Genomic DNA was extracted from 10 ml of amniotic fluid with a commercially available Amniotic Fluid Genomic DNA Extraction Kit (BioChain Institute Inc., Newark, CA) according to the manufacturer's instructions. For each aCGH experiment, 400 ng of genomic DNA and normal female DNA (BioChain Institute) was digested with 10 U Alu I and 10 U Rsa I (Promega, Madison, WI) and differentially labeled with cyanine-5 (cy5) and cyanine-3 (Cy3) fluorescent dyes using a Genomic DNA Enzymatic Labeling Kit (Agilent, Santa Clara, CA). The aCGH analysis was performed using 8 × 60 K commercial arrays (Agilent).
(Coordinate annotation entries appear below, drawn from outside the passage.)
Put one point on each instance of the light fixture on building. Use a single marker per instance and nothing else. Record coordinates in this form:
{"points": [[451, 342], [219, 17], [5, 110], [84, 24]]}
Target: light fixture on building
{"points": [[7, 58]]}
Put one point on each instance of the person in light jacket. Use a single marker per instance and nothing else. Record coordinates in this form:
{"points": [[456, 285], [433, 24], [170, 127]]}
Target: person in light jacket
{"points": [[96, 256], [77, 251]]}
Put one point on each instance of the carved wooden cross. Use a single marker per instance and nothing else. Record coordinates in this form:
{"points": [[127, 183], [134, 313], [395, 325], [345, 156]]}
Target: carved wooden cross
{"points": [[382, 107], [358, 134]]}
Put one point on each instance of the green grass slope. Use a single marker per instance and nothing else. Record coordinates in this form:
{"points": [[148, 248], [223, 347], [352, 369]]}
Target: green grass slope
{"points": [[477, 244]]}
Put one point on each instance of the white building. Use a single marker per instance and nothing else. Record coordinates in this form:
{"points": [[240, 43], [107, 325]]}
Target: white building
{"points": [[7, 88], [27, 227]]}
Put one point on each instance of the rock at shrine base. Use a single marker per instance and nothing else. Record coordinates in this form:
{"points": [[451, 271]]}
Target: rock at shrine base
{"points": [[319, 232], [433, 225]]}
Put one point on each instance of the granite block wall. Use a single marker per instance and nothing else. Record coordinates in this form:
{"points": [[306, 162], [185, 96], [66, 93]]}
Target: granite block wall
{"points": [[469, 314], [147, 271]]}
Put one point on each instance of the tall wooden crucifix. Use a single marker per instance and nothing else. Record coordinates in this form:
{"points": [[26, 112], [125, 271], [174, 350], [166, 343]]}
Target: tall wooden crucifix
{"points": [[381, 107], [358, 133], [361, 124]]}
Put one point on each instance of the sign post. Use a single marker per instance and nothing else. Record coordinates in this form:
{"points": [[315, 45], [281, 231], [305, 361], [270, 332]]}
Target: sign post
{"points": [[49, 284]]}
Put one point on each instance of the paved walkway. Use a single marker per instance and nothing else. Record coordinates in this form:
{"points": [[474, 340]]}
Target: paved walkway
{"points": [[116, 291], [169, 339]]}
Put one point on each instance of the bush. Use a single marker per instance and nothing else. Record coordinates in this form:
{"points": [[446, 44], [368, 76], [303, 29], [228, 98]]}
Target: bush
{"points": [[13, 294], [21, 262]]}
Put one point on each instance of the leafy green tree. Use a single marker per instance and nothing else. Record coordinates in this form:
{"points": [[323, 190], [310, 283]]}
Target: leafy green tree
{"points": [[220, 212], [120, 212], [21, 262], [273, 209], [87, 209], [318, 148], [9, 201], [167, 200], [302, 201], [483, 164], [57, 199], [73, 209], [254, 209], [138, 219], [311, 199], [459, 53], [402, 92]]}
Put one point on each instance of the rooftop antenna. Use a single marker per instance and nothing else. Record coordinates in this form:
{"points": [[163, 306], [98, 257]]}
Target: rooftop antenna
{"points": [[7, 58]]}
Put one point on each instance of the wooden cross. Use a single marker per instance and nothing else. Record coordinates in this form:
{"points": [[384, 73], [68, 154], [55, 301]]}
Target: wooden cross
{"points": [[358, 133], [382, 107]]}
This platform contains 60-mer oligonucleotide probes spanning the entire human genome with an overall mean probe spacing of 50 kb. After hybridization, the arrays were scanned using a dual-laser scanner (Agilent) and the images were extracted and analyzed using Feature Extraction software (Agilent) and Workbench genomics software, respectively.

Confirmation the deletion of 21q21.1 - q21.2 using STS markers

STS (sequence-tagged site) is a short DNA sequence that has a single occurrence in the genome and whose location and base sequence are known. It can easily be used to distinguish individuals and detect microdeletions. Since aCGH result indicated that there was a 1.68 Mb deletion in 21q21.1-21q21.2 between two duplication fragment,which was generally rare to happen, eight STS markers located on the deletion region were selected from UniSTS database [http://www.ncbi.nlm.nih.gov/unists/] for PCR amplification from the parents and amniotic fluid to validate the 1.68 Mb deletion. The Polyacrylamide Gel Electrophoresis (PAGE) results showed that only D21S1409 was informative for deciphering the allelic origin of the deletion. The DNA band of the fetus was the same as father’s, but was lack of the mother’s band. This indicates that the allele derived from his mother was deleted (Figure 4).

Consent

The DNA research protocol was approved by Ethics Committee in Peking Union Medical College Hospital. Written informed consent was obtained from the patients parent/ guardian for publication of this case report and accompanying images. A copy of the written consent is available for review by the Editor-in-Chief of this journal.